For general radiocarbon data use, we recommend choosing data appropriate to the research question. As mentioned previously, some of the older data may require verification to ensure the link between humans and the dated object is secure. We have included region-specific usage and quality notes below to aid data usage.
Regional usage and quality
For the following Regions, where one of the co-authors is considered a specialist, we have included a brief description of the regional dataset. We do not feature specialists for Oceania, South Asia, Southeast Asia, or North Asia. Northern South America is also underrepresented by our co-author specialities, though many continent-wide datasets include this area. We have chosen not to write as though we are experts for these regions, and we encourage readers to look directly at region-specific studies for these particular areas for recommendations.
Africa
P3k14c contains 11,129 radiocarbon ages for all of Africa. Prior to p3k14c, as elsewhere in the world, radiocarbon data for Africa were accessible across several regional databases compiled by distinct research teams with differing research goals. The majority of African data presented here are aggregated from eight sources, available online or on request, with a small number of dates available from other sources.

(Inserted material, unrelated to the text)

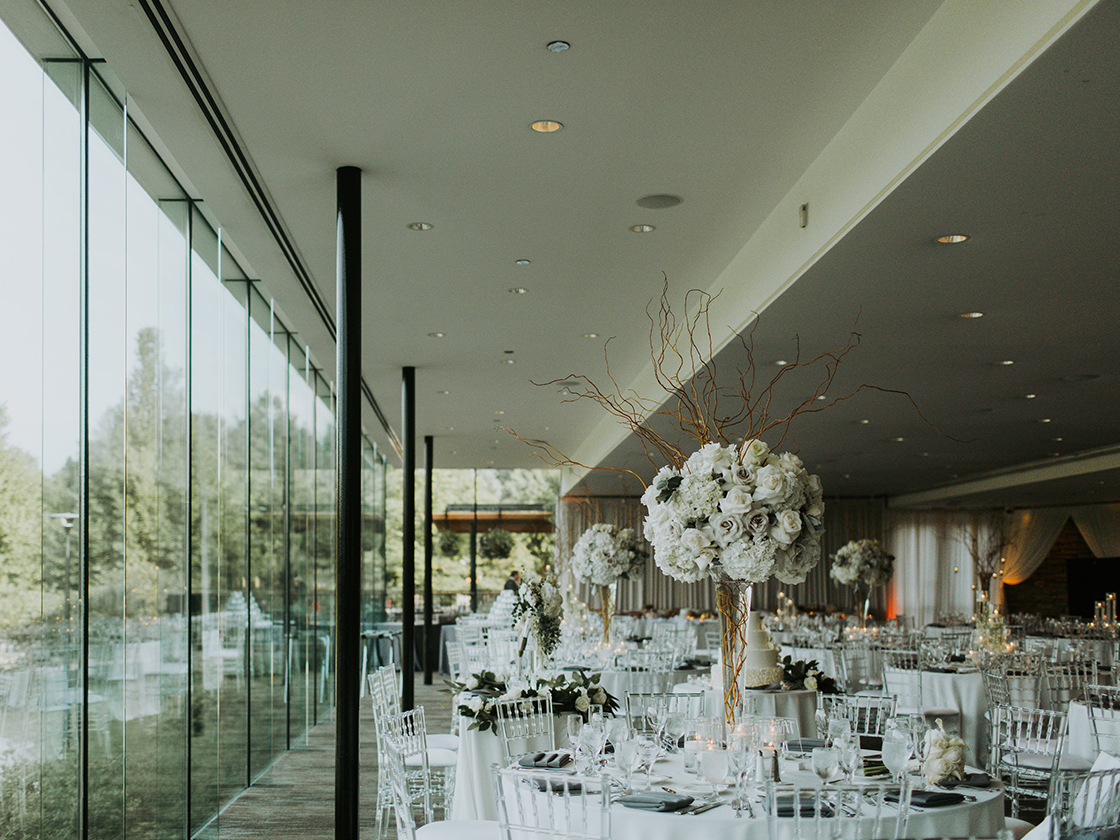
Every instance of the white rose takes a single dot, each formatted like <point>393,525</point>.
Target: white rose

While there are frequent overlaps between databases, large parts of the continent are entirely unrepresented in these sources or feature only selective, project-specific data compilations. Many of the contributing datasets have research foci on the Holocene collected for a subregion of the continent. Kay et al.38 present c. 3000 Holocene archaeological dates to investigate land-use changes associated with food production across West and Central Africa, while the complementary “aDRAC” online repository archives c. 1500 Holocene Central African dates39. From Saharan and north Africa, Manning and Timpson40 collated >3000 Holocene dates to investigate demographic responses to climate shifts. Further Holocene dates for the region are recorded in the online MedAfriCarbon database of Lucarini et al.41. The CalPal database, maintained and distributed by Weninger42, archives c. 1100 additional Holocene dates for north-east and north-west Africa.

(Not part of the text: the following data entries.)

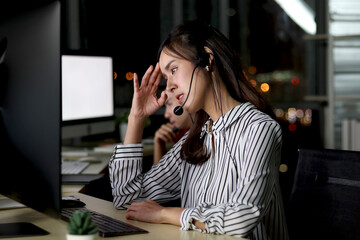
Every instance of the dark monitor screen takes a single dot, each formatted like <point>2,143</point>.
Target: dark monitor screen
<point>30,108</point>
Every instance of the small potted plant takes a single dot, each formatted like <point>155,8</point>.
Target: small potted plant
<point>81,226</point>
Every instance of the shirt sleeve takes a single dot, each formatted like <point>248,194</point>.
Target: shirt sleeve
<point>161,183</point>
<point>257,159</point>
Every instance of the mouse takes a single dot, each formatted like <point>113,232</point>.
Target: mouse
<point>90,159</point>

Regarding underrepresented regions, Eastern Africa is currently one of the less well-represented regions in the database, with only several hundred dates spanning thousands of years43. For parts of southern Africa, an online database integrated with OxCal presents c. 2500 dates spanning the entire radiocarbon age range44. As evident in a map of site distributions, there are few data for much of southern Africa outside of South Africa. Meanwhile, thirteen African countries (Madagascar, Zambia, Cape Verde, Comoros, Ivory Coast, Djibouti, Eritrea, Guinea-Bissau, Malawi, Mauritius, Sao Tome and Principe, Seychelles, South Sudan) are entirely unrepresented in the p3k14c compilation, and a further six countries, including Ethiopia, record less than ten radiocarbon dates each (also Somalia, Sierra Leone, Liberia, Guinea, and the Gambia). These patterns likely reflect both the remit of the published databases, and the true incidence of radiocarbon dates in these countries. Given the differing cut-off age ranges utilised in the different contributory data compilations, inter-regional comparisons beyond the Holocene are likely to be invalid.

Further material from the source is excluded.